The absorption, distribution and excretion of PC-904 were studied mainly by the intravenous administration in animals such as mice, rats, dogs and rhesus monkeys. The results were as follows:
1. The serum levels of PC-904 following an intravenous injection or drip infusion in animals decreased exponentially. The serum half lives had a tendency to become longer in bigger animal species and at higher doses. The dose response of calculated initial concentrations in sera was obvious. No accumulation was observed after a consecutive administration of daily 100 or 300mg/kg for 2 weeks in rhesus monkeys.
2. PC-904 was distributed in the tissues in the order of liver>kidney>serum>lung>testis, spleen and muscle, when administered intavenously in mice and rats. The distribution and the disappearance were rapid.
3. The urinary recovery rates of PC-904 at a dose of 50 mg/kg were about 11% in rats and less than 10% in dogs. However, the recovery rates in dogs were up to 20% at doses more than 100 mg/kg. Those in rhesus monkey were about 20 to 34% when 100 or 300 mg/kg of PC-904 was administered.
4. The bile level of PC-904 in mice was much higher than that in urine, and the biliary recovery rate in rats was about 65%. It was concluded that the major excretory route of PC-904 in mice and rats was liver-bile duct system.

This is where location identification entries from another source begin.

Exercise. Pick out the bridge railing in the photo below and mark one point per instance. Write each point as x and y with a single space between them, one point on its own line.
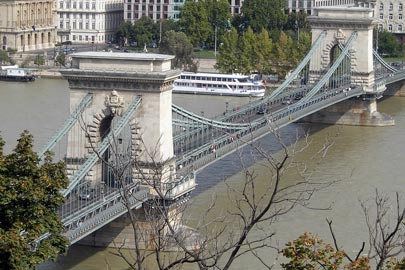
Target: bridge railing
226 144
91 219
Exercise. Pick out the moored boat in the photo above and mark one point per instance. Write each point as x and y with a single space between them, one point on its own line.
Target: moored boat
14 73
219 84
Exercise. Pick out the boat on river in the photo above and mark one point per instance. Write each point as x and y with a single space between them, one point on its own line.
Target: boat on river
14 73
219 84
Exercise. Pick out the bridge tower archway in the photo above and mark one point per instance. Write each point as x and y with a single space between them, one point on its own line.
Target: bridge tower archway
339 24
121 78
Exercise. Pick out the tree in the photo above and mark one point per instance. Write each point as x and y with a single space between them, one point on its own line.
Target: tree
246 52
29 199
39 60
266 14
216 244
5 58
61 59
388 44
194 22
228 57
385 242
177 43
263 53
285 55
145 31
218 17
125 32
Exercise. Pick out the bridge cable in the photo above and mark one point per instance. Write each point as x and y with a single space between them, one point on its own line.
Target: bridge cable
299 68
330 72
103 146
58 135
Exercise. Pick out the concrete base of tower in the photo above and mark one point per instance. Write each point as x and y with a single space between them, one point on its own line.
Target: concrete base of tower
144 230
352 112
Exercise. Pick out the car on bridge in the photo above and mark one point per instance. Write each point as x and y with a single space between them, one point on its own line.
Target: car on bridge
87 194
261 110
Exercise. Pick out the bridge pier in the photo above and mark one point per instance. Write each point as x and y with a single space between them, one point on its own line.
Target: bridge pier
120 232
137 159
396 89
353 112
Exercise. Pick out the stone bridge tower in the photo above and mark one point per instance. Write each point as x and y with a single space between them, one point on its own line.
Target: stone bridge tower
339 23
115 80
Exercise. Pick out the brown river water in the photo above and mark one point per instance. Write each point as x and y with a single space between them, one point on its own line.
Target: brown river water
361 160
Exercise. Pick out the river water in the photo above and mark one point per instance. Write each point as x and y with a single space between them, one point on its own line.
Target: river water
361 160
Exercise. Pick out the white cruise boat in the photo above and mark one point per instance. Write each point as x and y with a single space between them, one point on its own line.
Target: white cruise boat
219 84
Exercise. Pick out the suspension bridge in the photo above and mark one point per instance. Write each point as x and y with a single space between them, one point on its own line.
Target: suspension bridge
125 142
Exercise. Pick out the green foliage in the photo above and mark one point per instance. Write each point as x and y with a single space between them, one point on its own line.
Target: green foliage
39 60
29 199
145 31
257 52
285 55
61 59
266 14
309 252
218 18
228 57
262 53
5 58
388 44
177 43
11 50
194 22
125 32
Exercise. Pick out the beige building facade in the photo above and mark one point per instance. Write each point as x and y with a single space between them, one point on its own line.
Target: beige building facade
88 21
27 25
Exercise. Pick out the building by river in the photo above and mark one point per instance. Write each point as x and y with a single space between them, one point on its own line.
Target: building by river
27 25
360 160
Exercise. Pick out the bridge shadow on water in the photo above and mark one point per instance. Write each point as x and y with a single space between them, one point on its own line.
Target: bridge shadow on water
234 163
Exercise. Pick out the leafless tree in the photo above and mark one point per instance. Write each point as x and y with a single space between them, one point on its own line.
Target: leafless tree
213 243
384 220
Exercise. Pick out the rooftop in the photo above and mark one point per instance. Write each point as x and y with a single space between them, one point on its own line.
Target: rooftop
123 55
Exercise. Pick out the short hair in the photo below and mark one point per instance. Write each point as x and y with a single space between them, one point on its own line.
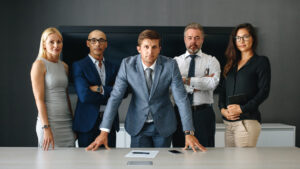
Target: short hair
148 34
45 34
193 25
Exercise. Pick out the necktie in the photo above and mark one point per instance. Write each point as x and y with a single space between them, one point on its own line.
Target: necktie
148 74
191 74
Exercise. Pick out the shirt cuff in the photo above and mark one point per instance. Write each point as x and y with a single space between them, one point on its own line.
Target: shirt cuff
105 129
189 89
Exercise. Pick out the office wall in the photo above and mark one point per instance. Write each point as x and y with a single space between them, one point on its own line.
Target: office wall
278 29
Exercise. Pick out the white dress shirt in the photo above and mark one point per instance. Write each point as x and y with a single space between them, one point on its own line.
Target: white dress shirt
206 85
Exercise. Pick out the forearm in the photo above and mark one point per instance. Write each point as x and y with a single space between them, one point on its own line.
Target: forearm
42 111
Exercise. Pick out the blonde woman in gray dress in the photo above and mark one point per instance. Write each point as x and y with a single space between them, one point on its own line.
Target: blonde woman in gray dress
49 77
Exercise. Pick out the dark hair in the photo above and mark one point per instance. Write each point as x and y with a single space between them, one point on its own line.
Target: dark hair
232 53
148 34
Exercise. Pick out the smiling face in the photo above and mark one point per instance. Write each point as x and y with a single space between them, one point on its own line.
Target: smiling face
193 39
97 44
244 40
53 45
149 50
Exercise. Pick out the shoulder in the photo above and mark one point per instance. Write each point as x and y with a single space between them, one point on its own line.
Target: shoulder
110 64
178 58
81 61
38 67
65 66
130 59
264 60
210 58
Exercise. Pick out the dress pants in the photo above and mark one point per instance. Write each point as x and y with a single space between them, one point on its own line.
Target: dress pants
204 121
86 138
149 137
243 133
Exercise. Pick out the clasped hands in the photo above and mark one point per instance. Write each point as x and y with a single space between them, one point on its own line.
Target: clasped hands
232 112
190 141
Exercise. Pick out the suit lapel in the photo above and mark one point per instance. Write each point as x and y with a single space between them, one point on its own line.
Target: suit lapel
140 70
157 71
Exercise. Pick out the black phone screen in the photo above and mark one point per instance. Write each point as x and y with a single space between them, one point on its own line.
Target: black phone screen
175 151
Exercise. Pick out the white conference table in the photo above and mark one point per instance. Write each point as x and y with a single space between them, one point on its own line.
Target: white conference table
216 158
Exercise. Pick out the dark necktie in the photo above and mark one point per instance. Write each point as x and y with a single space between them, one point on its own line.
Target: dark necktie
148 74
191 74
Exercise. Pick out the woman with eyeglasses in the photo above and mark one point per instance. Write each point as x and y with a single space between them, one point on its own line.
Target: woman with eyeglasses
245 86
49 77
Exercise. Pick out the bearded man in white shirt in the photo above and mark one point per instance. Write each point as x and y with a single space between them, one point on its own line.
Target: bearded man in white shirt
200 73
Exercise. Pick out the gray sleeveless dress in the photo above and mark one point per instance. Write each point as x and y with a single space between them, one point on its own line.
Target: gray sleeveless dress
59 116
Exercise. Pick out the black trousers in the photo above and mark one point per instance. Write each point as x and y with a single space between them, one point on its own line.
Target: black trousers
204 120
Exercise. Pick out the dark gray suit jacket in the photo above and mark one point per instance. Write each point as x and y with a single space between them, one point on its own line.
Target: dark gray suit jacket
167 75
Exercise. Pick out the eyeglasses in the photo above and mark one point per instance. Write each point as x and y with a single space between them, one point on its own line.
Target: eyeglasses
244 38
196 38
94 40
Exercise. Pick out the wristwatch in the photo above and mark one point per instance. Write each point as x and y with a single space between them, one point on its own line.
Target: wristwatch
189 133
46 126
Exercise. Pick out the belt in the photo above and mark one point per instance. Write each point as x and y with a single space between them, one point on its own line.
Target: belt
200 107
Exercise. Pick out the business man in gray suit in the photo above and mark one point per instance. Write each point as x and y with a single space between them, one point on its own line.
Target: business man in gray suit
150 118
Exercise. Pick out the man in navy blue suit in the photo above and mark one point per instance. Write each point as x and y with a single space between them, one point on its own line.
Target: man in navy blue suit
94 78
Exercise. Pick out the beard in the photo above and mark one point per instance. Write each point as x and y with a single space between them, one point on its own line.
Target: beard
191 51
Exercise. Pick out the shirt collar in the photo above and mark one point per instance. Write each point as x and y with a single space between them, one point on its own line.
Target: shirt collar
95 61
187 54
152 66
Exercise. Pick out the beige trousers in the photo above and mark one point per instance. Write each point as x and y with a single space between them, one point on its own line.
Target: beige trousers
242 133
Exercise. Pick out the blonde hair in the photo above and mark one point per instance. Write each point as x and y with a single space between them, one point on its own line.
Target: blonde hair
45 34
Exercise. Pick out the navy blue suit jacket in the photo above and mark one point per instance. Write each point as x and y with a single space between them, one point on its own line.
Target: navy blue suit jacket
87 109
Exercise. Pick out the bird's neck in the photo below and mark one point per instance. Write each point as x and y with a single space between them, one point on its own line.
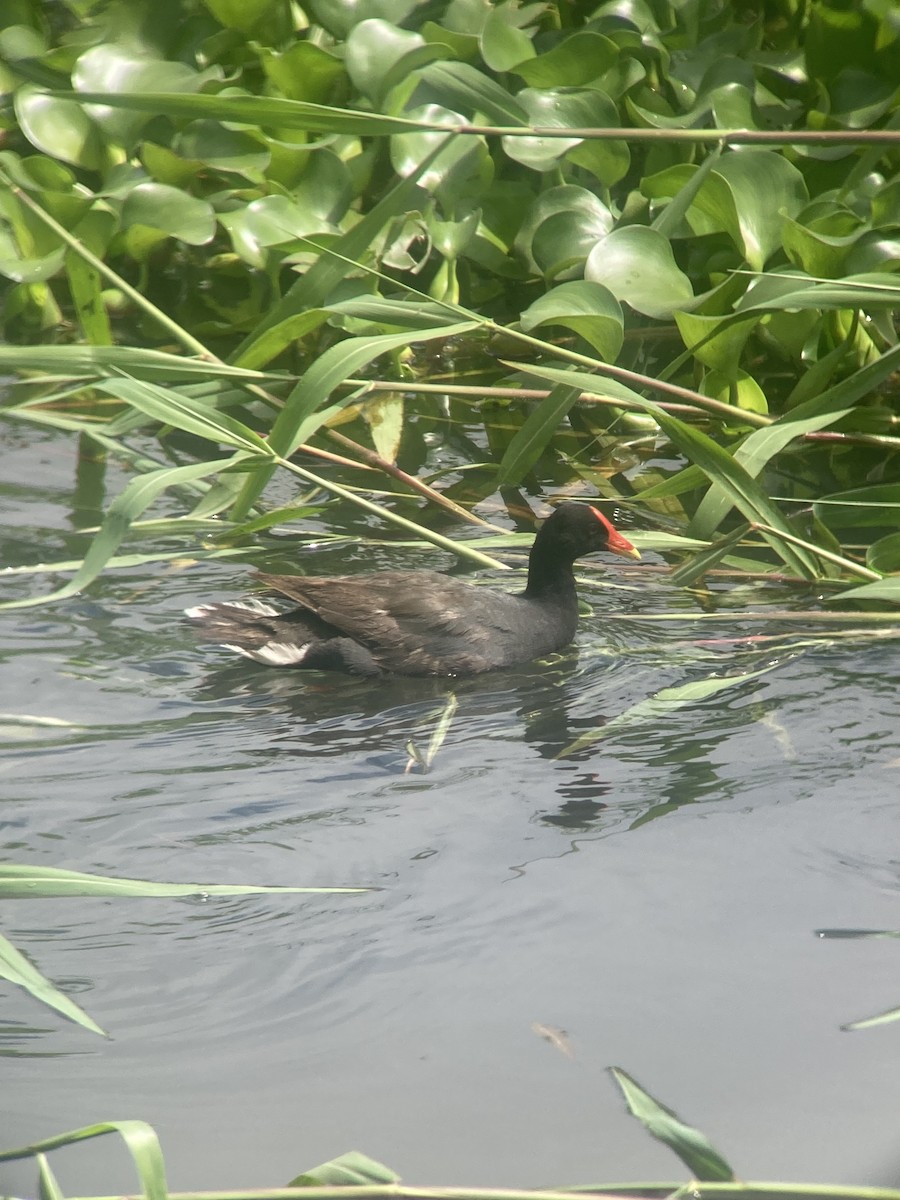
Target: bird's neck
551 580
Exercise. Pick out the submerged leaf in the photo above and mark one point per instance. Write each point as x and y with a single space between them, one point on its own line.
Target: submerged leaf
691 1146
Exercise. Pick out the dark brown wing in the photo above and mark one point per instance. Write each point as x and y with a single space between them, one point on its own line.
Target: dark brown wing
421 622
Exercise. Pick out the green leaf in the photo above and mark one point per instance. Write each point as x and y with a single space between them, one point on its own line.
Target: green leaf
59 127
171 210
637 265
880 591
95 361
17 969
693 1147
532 439
304 414
861 507
576 60
129 504
138 1137
885 553
348 1170
588 309
748 197
660 706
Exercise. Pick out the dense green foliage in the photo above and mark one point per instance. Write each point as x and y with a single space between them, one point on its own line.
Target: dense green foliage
269 189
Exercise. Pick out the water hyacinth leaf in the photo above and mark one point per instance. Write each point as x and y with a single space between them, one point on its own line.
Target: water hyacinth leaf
569 108
587 309
227 150
59 127
577 60
582 221
717 341
347 1170
243 16
502 42
312 288
885 555
171 210
748 197
384 417
408 151
303 71
129 504
660 706
118 69
139 1139
375 48
17 969
690 1145
637 265
462 87
531 441
887 589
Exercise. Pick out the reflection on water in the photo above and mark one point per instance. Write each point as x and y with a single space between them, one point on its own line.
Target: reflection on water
655 894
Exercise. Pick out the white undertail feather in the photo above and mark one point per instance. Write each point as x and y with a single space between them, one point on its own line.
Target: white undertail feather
273 654
255 606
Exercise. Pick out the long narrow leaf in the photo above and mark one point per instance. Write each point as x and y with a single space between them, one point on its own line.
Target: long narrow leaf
129 504
25 882
691 1146
17 969
529 442
139 1138
659 707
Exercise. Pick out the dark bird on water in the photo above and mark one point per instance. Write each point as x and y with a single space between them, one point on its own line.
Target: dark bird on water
419 623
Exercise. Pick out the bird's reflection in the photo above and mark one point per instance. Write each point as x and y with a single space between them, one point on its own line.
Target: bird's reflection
333 715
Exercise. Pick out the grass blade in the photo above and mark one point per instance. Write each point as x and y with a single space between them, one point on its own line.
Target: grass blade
660 706
24 882
139 1138
691 1146
17 969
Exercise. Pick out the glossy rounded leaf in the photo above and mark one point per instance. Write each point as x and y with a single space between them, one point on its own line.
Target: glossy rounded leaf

5. Urinary active metabolites of PC-904 were studied by thin-layer chromatography and bioautography. The only active compound detected in human and animal urine was PC-904 itself. The major metabolite (penicilloic acid of PC-904) and the 4-hydroxy-1, 5-naphthyridine-3-carboxylic acid of the side chain had no antibacterial activity.
6. The stability of PC-904 in biological materials was studied. PC-904 was stable at least for 7 days in fresh human serum and urine at 4°C and-20°C. It was unstable in rat feces at 25°C and in rat liver homogenate at 37°C.